The probability of such mass destruction in any given year is likely very small. It’s been more than 70 years since I delivered a Washington Post newspaper headlining the fact that the United States had dropped the first atomic bomb. Subsequently, we’ve had a few close calls but avoided catastrophic destruction. We can thank our government – and luck! – for this result.

Nevertheless, what’s a small probability in a short period approaches certainty in the longer run. (If there is only one chance in thirty of an event occurring in a given year, the likelihood of it occurring at least once in a century is 96.6%.) The added bad news is that there will forever be people and organizations and perhaps even nations that would like to inflict maximum damage on our country. Their means of doing so have increased exponentially during my lifetime. “Innovation” has its dark side.

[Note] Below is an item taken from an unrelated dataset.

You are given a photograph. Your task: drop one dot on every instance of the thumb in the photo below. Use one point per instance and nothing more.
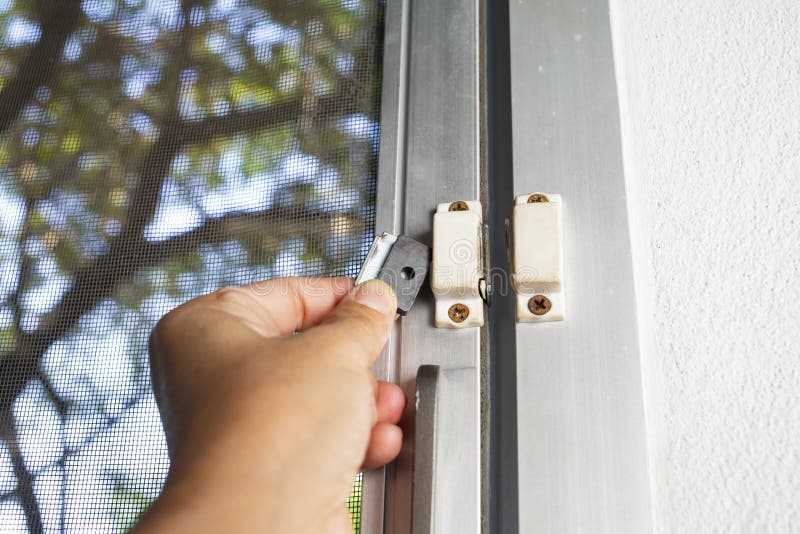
(357, 328)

There is no way for American corporations or their investors to shed this risk. If an event occurs in the U.S. that leads to mass devastation, the value of all equity investments will almost certainly be decimated.

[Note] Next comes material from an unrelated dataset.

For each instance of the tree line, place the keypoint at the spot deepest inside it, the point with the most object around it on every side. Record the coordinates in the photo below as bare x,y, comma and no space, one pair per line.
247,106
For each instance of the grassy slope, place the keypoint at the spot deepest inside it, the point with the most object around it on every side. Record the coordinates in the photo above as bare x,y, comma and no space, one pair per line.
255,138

No one knows what “the day after” will look like. I think, however, that Einstein’s 1949 appraisal remains apt: “I know not with what weapons World War III will be fought, but World War IV will be fought with sticks and stones.”

I find it fascinating that Buffett chose to address this particular issue in this year’s letter. Mass casualty terror attacks have been a persistent threat for years, but he’s finally taking a crack at it, in sort of a non-sequitur way. The topic just crops up in a generic “risk management” section of the type that you typically see in such letters. One minute he’s talking about the uselessness of risk sections in other people’s annual reports, and the next he’s warning about WWIII.

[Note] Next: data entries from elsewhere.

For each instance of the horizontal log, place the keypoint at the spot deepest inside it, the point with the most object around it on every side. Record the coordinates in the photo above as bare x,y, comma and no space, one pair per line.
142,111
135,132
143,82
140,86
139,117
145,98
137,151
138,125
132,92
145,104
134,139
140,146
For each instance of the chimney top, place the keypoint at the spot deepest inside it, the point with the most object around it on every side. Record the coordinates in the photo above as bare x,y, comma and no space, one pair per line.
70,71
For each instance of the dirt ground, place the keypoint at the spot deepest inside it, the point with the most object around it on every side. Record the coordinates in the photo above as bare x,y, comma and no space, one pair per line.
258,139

I have a theory about what’s going on here: in a very subtle way, Buffett is weighing in on the current encryption dustup that has pitted Silicon Valley stalwarts Apple and Google against the national security state.

Indeed, Buffett himself basically confirmed this reading in a recent CNBC appearance, where he weighs in on the side of the FBI and against Apple, suggesting that “privacy has its limits” and that Apple should cooperate with the FBI.

What’s even more interesting is that Buffett goes on to say the following:

“I think, frankly, Apple would cooperate if it was a targeted sort of thing where they felt it was very important to national security. But I don’t think they want to unlock millions of phones,” he added. “You can’t call everything national security.”

This is interesting to me because, as a tech person, this quote tells me with absolute clarity that Buffett does not understand Apple’s position, at all.

Apple’s position is precisely that if it were to do what the FBI asked, it would be effectively unlocking millions of phones. The logic is that once a piece of software exists and gets out onto the Internet, there is no way to uncreate it. If Apple writes a single, on-off program to unlock an encrypted iPhone and hands it over to the federal government, then in order to keep those “millions of iPhones” safe from that program, the government would have to guarantee with absolute certainty that no unauthorized user could ever leak a copy. This is impossible.

Apple knows quite well that the Chinese would have this program within hours of it being created. And from there, it could go everywhere.

At any rate, Buffett clearly is not grasping what Cook is saying, which is that to merely create this program that the FBI has requested is to effectively unlock millions of phones.

Personally, I do not believe that Apple will be able to hold out against the government in the long run. At some point in the next two or three years, it will be obvious to everyone that you can either have some measure of personal privacy, or you can have a smartphone, but you cannot have both. The great majority of people will opt for the smartphone, and that will be that.